Justo antes de llegar a la tienda para comprar sus cubitos Maggi, se queda mirando a los que toman cerveza en la cafetería. Cada lata de esa refrescante bebida equivale a dos jornadas de trabajo. Sin embargo el lugar esta lleno, abarrotado de parejas o grupos de hombres que hablan alto, beben, degustan algún entremés. Es la otra Cuba, con moneda fuerte, con parientes en el extranjero, con empresas por cuenta propia o alguna entrada económica ilícita. El abismo entre ambas es tal, el divorcio tan mayúsculo que parecen discurrir sin tocarse. Tienen miedos propios, sueños diferentes.
Cuando esta semana se anunció el principio de un cronograma para erradicar la dualidad monetaria, los dos países que convergen en esta Isla reaccionaron de forma diferente. La Cuba que sólo vive de sus mísero salario sintió que al fin se le empezaba a poner fecha final a una injusticia. Son aquellos que no pueden siquiera imprimir una foto del día de su cumpleaños, costearse un taxi colectivo ni imaginarse viajando a ningún lado. Para ellos, todo proceso de unificación de las monedas sólo entraña esperanzas, pues ya no podrían estar peor que ahora.
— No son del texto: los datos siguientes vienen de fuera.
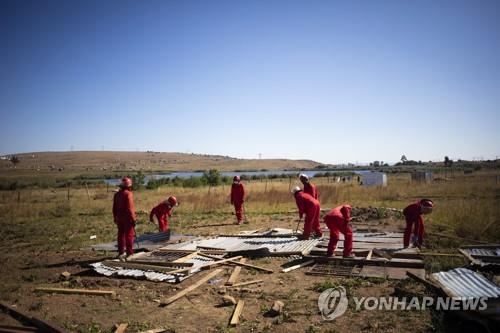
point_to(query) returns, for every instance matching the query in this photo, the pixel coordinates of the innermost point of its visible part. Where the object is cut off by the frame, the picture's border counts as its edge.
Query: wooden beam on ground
(191, 287)
(40, 324)
(121, 328)
(162, 263)
(235, 319)
(166, 270)
(76, 291)
(407, 263)
(456, 238)
(240, 264)
(236, 272)
(369, 255)
(246, 283)
(302, 264)
(382, 254)
(186, 258)
(17, 329)
(423, 281)
(218, 262)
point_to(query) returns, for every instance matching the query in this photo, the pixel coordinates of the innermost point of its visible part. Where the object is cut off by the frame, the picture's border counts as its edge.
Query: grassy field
(47, 227)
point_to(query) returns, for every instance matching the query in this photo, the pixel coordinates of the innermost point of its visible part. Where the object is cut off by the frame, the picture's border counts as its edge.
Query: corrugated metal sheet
(232, 244)
(462, 282)
(197, 261)
(145, 241)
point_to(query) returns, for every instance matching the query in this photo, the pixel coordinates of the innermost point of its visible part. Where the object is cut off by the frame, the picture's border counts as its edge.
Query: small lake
(184, 175)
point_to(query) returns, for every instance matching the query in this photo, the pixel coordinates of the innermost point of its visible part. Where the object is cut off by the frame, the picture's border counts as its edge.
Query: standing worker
(413, 216)
(125, 218)
(238, 198)
(162, 212)
(337, 220)
(309, 187)
(310, 207)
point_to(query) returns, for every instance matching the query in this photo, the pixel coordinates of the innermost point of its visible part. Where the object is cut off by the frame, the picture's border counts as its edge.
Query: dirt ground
(137, 301)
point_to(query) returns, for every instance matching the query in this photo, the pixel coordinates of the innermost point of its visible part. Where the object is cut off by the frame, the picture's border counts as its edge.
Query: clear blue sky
(332, 81)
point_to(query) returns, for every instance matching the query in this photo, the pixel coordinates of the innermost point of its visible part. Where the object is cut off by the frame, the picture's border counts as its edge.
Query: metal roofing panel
(462, 282)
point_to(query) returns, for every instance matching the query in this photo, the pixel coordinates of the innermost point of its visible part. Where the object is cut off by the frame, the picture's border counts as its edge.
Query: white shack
(373, 178)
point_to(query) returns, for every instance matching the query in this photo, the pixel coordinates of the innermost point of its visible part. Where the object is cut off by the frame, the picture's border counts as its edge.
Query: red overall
(413, 217)
(124, 216)
(237, 199)
(311, 189)
(162, 212)
(310, 207)
(337, 220)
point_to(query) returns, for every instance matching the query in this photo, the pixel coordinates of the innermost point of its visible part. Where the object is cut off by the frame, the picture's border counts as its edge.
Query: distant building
(373, 178)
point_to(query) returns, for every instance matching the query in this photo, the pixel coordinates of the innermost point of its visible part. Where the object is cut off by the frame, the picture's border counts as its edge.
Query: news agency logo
(333, 303)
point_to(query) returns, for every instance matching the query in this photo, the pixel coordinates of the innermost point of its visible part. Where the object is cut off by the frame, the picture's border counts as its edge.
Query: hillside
(106, 161)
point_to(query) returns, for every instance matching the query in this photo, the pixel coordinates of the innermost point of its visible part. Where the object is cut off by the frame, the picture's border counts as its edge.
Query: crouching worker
(414, 220)
(309, 207)
(125, 218)
(162, 212)
(238, 198)
(337, 220)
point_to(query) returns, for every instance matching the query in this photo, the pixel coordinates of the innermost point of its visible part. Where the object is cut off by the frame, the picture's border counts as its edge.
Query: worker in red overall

El otro país en pesos convertibles recibió la noticia con mayor cautela. ¿A cuánto quedará la relación cambiaria con el dólar o el euro? ¿Cuánto se devaluará el poder adquisitivo de los que hoy viven mejor?… pensó con pragmatismo.
En una sociedad donde los abismos sociales son cada vez más insondables y las desigualdades económicas se acrecientan, ninguna medida ayuda a todos, ninguna flexibilización le haca la vida mejor a cada cual. Veinte años de esquizofrenia monetaria han creado también dos hemisferios, dos mundos. Habrá que ver si un simple cambio de billetes podrá aproximar esos dos países que están incluidos en nuestra realidad, acercar esas dos dimensiones. Lograr que la señora que come -casi siempre- arroz con cuadrito de sopa, pueda un día sentarse en la cafetería y pedir una cerveza.